When the hell did this happen?

It seems like two days ago I was a strapping young junior, fresh faced and confident ready to embark on the process that would determine the next four years of my life but curiously, before I even realized it, everything started moving faster and faster and then I was sucked into a hurricane of college tours, AP grades, common application, standardized testing scores, college board, 17 drafts of the same bad essay, acceptance and postponing, financial aid stress, final decisions then POOF June 5th hits me in the face and I'm officially done. Suddenly I was spit out on my butt feeling bruised and battered but ultimately triumphant that I had survived four years of hell, and was ready for a relaxing summer before entering the next stage in my education.
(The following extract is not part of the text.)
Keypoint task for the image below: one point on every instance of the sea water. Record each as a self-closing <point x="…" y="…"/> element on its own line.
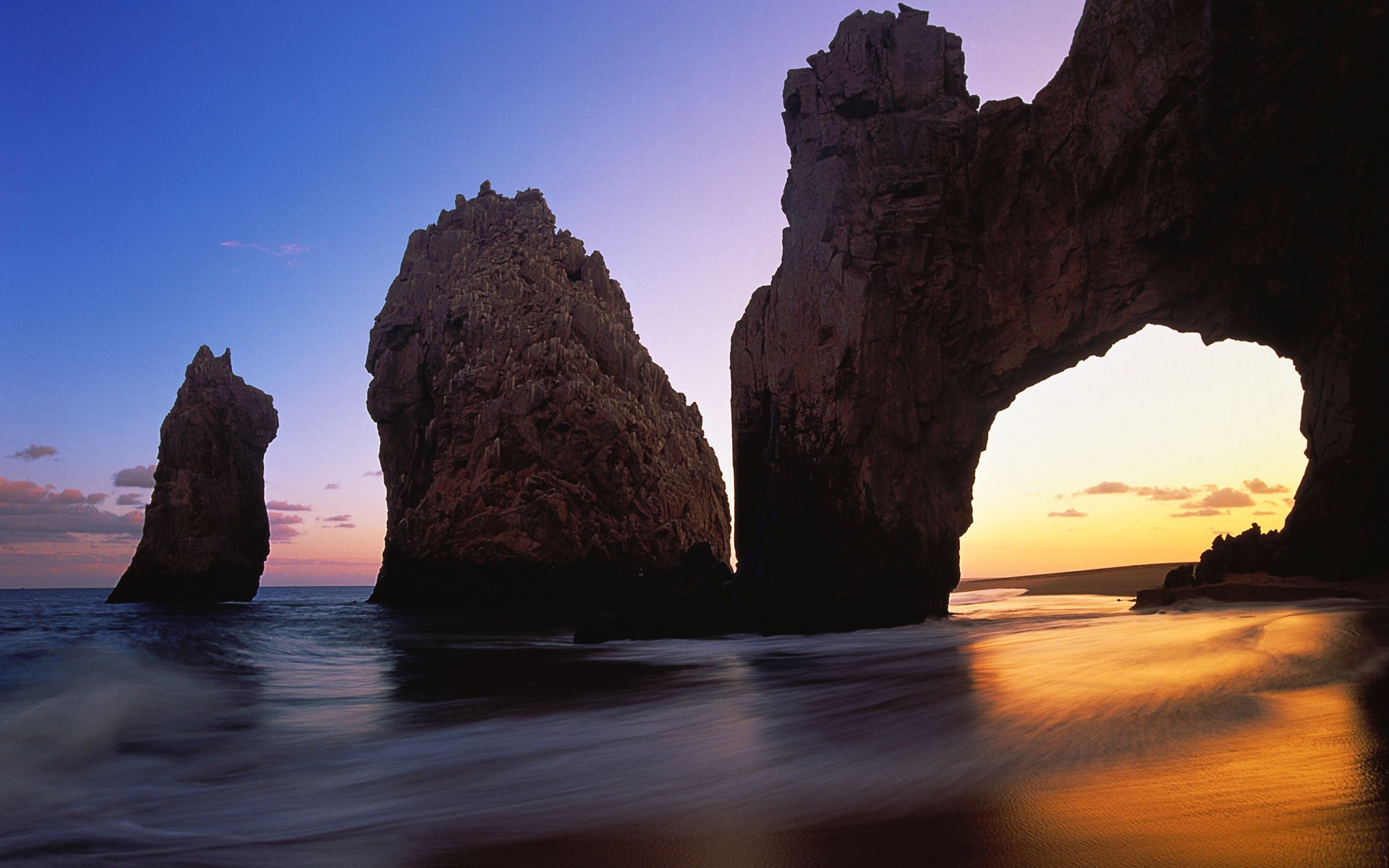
<point x="310" y="728"/>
I stood up, dusted off those last crumbs of high school, and sauntered into summer.

Summer was as summer is. Work, endless grad parties, road trips, tan lines, and free arby's roast beef sandwhiches (plus a million other little details) worked themselves into a comfortable rythm that seemed to transcend time and delay the future. Yes, I'm going to college X I'd say, Yes, I'm excited but a little bit nervous, Yes I'm planning on studying X, Yes, I think it will be interesting. But even as I constantly affirmed the fact I would be leaving in three months, to me it just sounded like words without any concrete action behind them. I look at the tidy 3x5 foot area in my room that is packed with everything I will need for the next semester and it seems so unreal that I will actually be using any of it. But I will, I know I will. I just can't believe that time is actually here.
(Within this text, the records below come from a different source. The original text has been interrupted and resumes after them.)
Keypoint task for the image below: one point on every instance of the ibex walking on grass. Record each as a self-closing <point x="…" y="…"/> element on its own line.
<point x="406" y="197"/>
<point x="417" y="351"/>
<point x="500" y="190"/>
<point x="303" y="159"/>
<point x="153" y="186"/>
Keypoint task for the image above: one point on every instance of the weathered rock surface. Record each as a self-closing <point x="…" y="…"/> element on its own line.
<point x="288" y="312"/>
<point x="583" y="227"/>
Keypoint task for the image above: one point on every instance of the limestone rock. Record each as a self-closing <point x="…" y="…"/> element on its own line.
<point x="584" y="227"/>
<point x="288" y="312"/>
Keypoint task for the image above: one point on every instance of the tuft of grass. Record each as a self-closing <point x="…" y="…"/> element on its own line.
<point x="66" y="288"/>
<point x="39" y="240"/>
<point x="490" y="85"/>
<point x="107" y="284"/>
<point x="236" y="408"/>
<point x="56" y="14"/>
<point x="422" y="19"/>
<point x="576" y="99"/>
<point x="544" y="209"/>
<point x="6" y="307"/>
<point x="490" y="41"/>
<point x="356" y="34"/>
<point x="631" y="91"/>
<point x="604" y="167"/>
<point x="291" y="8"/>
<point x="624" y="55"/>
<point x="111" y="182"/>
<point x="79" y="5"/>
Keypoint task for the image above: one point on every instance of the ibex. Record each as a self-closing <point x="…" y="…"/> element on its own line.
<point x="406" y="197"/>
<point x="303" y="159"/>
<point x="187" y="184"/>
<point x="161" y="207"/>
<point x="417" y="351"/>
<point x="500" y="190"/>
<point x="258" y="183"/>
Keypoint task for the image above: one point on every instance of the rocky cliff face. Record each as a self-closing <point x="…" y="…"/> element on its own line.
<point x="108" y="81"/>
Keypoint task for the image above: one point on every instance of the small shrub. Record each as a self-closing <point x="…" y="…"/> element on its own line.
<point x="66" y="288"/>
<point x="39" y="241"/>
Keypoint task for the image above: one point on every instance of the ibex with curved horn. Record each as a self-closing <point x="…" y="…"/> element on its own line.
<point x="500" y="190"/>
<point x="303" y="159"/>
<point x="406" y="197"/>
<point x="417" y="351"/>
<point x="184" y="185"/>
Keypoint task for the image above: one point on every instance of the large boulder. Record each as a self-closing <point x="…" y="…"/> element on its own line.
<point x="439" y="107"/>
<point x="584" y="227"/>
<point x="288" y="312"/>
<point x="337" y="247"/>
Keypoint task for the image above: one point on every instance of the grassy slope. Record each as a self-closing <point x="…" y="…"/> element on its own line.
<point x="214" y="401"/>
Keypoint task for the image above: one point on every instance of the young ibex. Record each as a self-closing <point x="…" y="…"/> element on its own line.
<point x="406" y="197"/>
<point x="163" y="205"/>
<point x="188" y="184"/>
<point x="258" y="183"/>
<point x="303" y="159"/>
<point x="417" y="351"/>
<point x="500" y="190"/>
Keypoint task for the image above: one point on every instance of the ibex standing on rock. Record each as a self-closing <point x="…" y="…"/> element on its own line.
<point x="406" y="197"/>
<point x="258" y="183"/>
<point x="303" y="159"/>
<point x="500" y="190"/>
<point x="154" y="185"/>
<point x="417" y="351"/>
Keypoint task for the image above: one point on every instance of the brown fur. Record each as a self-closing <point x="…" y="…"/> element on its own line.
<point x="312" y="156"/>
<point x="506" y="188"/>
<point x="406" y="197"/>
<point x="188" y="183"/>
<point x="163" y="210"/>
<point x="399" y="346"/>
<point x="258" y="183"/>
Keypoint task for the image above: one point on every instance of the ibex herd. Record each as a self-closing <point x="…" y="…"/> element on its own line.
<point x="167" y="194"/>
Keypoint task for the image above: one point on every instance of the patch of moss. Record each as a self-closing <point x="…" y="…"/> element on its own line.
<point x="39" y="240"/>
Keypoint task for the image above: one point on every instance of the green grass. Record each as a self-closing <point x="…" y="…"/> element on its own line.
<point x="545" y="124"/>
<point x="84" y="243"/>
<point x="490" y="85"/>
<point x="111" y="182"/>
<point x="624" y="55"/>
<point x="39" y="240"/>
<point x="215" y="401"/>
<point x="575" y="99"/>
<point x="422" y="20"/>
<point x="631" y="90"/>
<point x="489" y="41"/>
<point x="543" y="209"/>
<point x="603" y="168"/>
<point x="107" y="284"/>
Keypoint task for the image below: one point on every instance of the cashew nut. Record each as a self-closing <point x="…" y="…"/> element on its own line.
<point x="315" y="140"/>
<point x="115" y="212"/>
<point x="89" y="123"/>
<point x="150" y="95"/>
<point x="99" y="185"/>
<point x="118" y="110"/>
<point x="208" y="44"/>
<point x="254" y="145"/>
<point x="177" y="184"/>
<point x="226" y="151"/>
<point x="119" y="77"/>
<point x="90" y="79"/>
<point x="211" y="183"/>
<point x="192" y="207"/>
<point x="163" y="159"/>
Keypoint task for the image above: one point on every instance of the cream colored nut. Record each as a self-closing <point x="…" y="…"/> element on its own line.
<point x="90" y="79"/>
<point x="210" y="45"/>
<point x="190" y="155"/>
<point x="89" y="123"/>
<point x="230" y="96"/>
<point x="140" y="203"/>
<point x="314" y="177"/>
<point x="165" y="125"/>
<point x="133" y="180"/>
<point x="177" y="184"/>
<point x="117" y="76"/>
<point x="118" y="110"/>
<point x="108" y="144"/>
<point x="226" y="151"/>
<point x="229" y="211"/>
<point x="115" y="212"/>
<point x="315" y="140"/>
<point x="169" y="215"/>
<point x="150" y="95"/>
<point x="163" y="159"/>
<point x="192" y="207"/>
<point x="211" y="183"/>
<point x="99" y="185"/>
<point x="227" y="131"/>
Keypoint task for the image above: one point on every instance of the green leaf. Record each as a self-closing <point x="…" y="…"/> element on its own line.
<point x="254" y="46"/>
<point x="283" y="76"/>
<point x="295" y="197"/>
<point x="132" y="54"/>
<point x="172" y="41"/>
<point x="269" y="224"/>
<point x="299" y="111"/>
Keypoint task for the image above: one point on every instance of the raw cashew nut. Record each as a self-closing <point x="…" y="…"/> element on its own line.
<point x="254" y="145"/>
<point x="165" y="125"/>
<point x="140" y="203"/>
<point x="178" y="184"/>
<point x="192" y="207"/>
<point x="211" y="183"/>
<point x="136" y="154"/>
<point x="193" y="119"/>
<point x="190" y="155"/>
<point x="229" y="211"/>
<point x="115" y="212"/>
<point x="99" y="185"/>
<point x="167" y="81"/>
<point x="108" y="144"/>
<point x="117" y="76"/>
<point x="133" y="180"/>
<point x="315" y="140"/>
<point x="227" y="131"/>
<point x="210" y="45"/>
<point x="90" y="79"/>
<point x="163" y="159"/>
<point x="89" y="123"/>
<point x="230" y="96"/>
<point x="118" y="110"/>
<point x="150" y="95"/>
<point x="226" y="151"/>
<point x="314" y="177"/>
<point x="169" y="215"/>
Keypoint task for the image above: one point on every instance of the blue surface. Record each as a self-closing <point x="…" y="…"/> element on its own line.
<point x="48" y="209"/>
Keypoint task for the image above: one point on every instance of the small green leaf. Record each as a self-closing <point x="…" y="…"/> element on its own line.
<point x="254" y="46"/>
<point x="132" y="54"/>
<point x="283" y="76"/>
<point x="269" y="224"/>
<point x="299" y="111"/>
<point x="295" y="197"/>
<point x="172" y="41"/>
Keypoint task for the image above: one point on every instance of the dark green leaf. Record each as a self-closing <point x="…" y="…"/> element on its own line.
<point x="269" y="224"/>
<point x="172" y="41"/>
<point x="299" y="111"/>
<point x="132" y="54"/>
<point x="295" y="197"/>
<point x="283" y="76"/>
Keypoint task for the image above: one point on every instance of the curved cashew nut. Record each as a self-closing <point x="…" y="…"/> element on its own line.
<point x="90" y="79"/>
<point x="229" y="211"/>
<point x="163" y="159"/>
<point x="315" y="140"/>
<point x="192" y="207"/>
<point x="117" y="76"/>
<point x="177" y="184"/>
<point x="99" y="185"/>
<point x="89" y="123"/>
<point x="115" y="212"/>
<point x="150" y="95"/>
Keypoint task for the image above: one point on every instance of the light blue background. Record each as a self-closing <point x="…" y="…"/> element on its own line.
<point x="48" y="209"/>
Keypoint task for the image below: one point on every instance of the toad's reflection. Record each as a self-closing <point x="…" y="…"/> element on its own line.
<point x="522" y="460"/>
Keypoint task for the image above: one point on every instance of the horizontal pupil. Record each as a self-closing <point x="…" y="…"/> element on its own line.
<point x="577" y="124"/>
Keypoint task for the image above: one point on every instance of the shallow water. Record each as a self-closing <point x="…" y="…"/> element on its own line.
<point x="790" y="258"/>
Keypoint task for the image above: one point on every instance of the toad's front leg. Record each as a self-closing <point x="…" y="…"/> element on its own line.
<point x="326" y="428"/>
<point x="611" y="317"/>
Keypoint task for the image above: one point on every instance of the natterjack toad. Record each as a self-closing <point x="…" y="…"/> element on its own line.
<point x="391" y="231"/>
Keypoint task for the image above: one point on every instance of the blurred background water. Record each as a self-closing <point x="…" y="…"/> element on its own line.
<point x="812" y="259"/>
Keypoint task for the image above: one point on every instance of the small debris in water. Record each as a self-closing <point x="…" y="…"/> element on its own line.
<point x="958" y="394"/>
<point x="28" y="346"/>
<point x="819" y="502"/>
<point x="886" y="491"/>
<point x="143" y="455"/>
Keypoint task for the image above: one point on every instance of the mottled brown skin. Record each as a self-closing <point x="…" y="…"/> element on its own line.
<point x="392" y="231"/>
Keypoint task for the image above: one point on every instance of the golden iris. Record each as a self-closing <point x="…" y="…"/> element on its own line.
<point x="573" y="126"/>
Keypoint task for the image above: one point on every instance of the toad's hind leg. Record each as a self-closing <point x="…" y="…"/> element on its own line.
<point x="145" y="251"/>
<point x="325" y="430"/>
And even though I've been looking forward to this moment since I was 13, as the days-until-Karis-leaves countdown gets lower, I'm getting more and more anxious about leaving. I feel like I've finally found a life I enjoy and now I'm moving onto a new one that I am completely mystified by. I haven't the foggiest idea what college will be like. Literally I try to imagine my life in college and my mind bombards me with a million images of "Animal House", "The House Bunny", and the pictures off brochures from 37 different colleges. I know enough about college to know that the reality of a place is rarely what is advertised, but that is all I have to base my opinion off of. I'm the kind of person who doesn't like to not know what she is getting into: I'm paying a good chunk of cash for this place and what in the goddamn world am I supposed to do if I hate it? I'll have abandoned the happy life I have now for a meager existence as one of those kids who stays in their dorm 19 hours a day only to come out for meals and classes because they are so depressed they reside in such a hateful place. Okay maybe I'm too social for that dramatic of a change to occur but what if I always have that small feeling of regret at not choosing a better school for me eating away and corrupting my mind for the next four years? That kind of feeling is the worst because it taints every experience and every new friend, whispering "You could have better, You made the wrong choice, You screwed up...". And I know, I know, everyone loves college, you will like wherever you go etc etc blah blah blah. But what if I'm the exception?

Now don't get me wrong, I do feel like I picked the right school for me. Its smack dab in the city (Chi-town!), it has a beautiful campus, a great communications school, and a lot of opportunities I'm looking for. My roomate seems normal and nice and easy to live with (not nearly the tattoo/piercing/weed obsessed or clueless/bland/boring roomate horror stories of some of my friends) plus I'm living right in the middle of what is known around campus as the "fun" dorm, and one floor below one of my good friends. I feel like I'm setting myself up so even if I stumble around this first sememster I'll have a couple strong hands around to keep me standing.

And I know everyone has these doubts: bring up college around my friends and it becomes a screaming competition of who-is-more-screwed-and-terrified. So while my fears are probably unwarranted and irrational, they're probably the same fears as the other million soon to be college freshmen out there. We're all confused and frustrated and excited and nervous and just ready to finally move on to the future.

And in four days that is what I will be doing.

When the hell did that happen?

2 comments:

  1. yay karis this is really good! and so so true! :)

    ReplyDelete
  2. You got it right, man. College is a whole universe away from high school, but still, people get through. So relax! Soon you won't be able to remember these fears when you get used to it.